Mechanical testing was performed at the UC Davis School of Veterinary Medicine JD Wheat Veterinary Orthopedic Research Laboratory. Due to the asymmetrical shape of the patient-specific stents, cylinders were produced for mechanical testing using identical technique, wall thickness (1.25 or 1.75 mm), and silicone (Shore A 40) as the patient-specific stents. These cylinders were all 40 mm long, with inner diameters of 8 mm (1.25 mm wall thickness), 14 mm (1.75 mm wall thickness), and 20 mm (1.75 mm wall thickness). These diameters were chosen based on the approximate mean diameter of the nasopharynx of the first 3 cadaveric specimens. For comparison, 2 commercially available stents were also tested; a 12 mm × 77 mm woven nitinol stent,⁷ and a 12 mm × 60 mm laser-cut nitinol stent.⁸ A 24 Fr polyvinyl chest tube⁹ (ID 5.72 mm) and an 18 Fr polyvinyl red rubber tube¹⁰ (ID 3.88 mm) were subjected to the same mechanical testing. The stents were tested on an electromechanical mechanical testing system (Instron model 5,965) with a 1 kN load cell and 4 cm diameter compression platens (Figure 11). Each stent was compressed to 50% of its initial inner diameter at a rate of 12.5 mm/min. This was performed in accordance with standards defined by ASTM International (ASTM 2412). Throughout compression, load and displacement were recorded at 0.05 mm/s. Each stent was unloaded at the same rate as the initial platen position to record residual deformation. Load-deformation curves were subsequently produced and specific parameters collected with custom software (Matlab 2019, Mathworks). Points were captured at a deflection of 5 and 50% inner diameter. At each point of data capture, displacement and force were recorded and energy calculated as the integral under the curve up to that point. At 5% inner-diameter deflection, stiffness was calculated as the least-squares linear fit through all data points up to the point of 5% deflection. Residual deformation was calculated as the difference in displacement at zero-load post-compression relative to pre-load.

Figure 11

Figure 11. Two compression platens mid-compression of silicone stent during mechanical testing.

Results

Stent production, development, and placement

Using individual CT scans, 3DNSs were developed for 6 cadavers. Each prototype was modified to improve stent fit and functionality and to fulfill the first aim of this study.

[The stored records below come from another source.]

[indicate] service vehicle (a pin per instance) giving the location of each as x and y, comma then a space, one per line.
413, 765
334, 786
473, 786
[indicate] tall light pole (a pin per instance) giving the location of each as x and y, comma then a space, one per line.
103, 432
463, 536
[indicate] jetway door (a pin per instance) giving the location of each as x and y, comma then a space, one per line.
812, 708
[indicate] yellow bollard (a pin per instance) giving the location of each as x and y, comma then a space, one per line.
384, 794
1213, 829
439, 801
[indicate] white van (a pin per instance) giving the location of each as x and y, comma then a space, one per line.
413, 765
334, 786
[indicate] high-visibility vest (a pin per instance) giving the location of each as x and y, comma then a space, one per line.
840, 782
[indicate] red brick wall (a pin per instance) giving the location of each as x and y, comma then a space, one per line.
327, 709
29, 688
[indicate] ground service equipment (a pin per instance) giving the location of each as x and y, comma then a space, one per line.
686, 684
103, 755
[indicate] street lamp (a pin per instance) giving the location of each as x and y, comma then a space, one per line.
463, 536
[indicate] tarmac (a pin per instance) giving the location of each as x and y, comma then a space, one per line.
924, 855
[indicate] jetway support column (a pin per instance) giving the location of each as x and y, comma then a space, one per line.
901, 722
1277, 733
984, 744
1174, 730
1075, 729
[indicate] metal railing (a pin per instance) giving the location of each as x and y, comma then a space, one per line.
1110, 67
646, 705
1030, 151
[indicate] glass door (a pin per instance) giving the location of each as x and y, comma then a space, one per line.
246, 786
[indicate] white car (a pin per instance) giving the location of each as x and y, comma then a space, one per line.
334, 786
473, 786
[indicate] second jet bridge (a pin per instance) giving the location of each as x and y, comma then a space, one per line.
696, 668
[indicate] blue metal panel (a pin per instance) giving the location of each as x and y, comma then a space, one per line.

These modifications were previously discussed but include the addition of barium impregnated into the silicone to improve visualization, the addition of rostral straps to aid in securing the stent in place, further modifications to the rostral straps to widen and groove the tips, the addition of a caudal tab to aid in removal of the stent, and lastly, a sloped rostral aspect of the stent to avoid compression by the vomer. All stents were successfully placed and removed with no complications.

Stent fit

3DNS-1 occupied 76.4–91.6% of the cross-sectional area of the nasopharynx at the 4 sites of measurement along the length of the stent. 3DNS-2 through 6 displayed similar results, ranging from 70.3–95.0% of the nasopharynx occupied by the stent. The 14 Fr red rubber catheters occupied 14.5–16.5% and the 18 Fr occupied 32.8–35.2% of the cross-sectional area of the nasopharynx at the same 4 sites of measurement along the length of the stent. Tables 1, 2 summarize the individual stent results.

Table 1

Table 1. Percent area filled by each individual 3DNS as well as 14 Fr and 18 Fr red rubber catheters (RR).

Table 2

Table 2. Median percent area filled by each individual 3DNS as well as 14 Fr and 18 Fr RR with range.

Mechanical stent testing

Overall, the red rubber catheter and chest tube exhibited the greatest force required for compression with the 24 Fr chest tube requiring 13.77 N for 5% compression and the 18 Fr red rubber catheter requiring 7.11 N for 5% compression. The woven nitinol stent required 0.61 N for 5% compression of inner diameter compared to 0.15 N required by the laser-cut nitinol stent.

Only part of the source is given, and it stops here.